Past Conference: 2c3a Resource exhaustion and Climate change, predicting impacts

Summary of discussion and future research topics

Exhaustion is broader than merely material resource depletion: e.g. the function of ecosystems as carbon sink is getting exhausted. We use the word “sustainability” too loosely for small, incremental, improvements. That is not a good use of the “icon” of sustainability because it is not addressing hard limits and often not considering the medium and long term. In many countries, we are not in fact decoupling resource use and economic growth, because we are substituting local production with imports. We need to consider “phantom” resource consumption (from imported goods) in our “decoupling” exercises. We still have a lot of scope to use more efficiently many of our resources.
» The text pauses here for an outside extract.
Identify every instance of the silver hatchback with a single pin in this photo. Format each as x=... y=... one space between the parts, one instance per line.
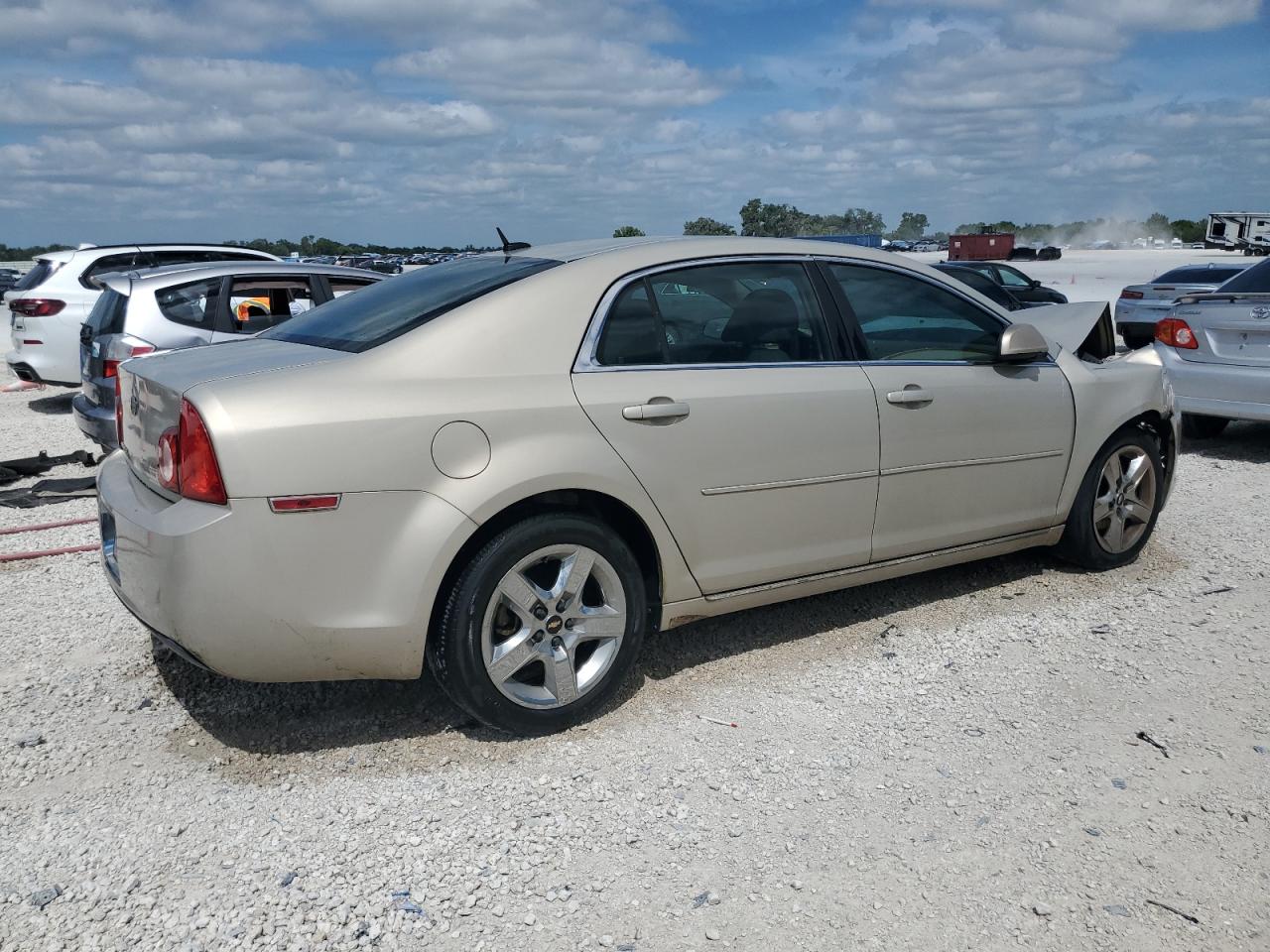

One example is biomass related to the food cycle, e.g. by recycling waste biomass. Ultimately all natural resource consumption is the result of demand by consumers. Industry and business have of course their own agendas, and they actively promote consumption, but in fact ALL goods production, with its value chain, is predicated on demand by consumers. Even with technological advances, there will be no effective decoupling if people are not willing to want less, particularly in the richer countries. There has been insufficient research into this issue. Using the words of Pope Francis (Encyclic “Laudato Sí - on care for our common home), our biggest enemies are greed, wastefulness and selfishness.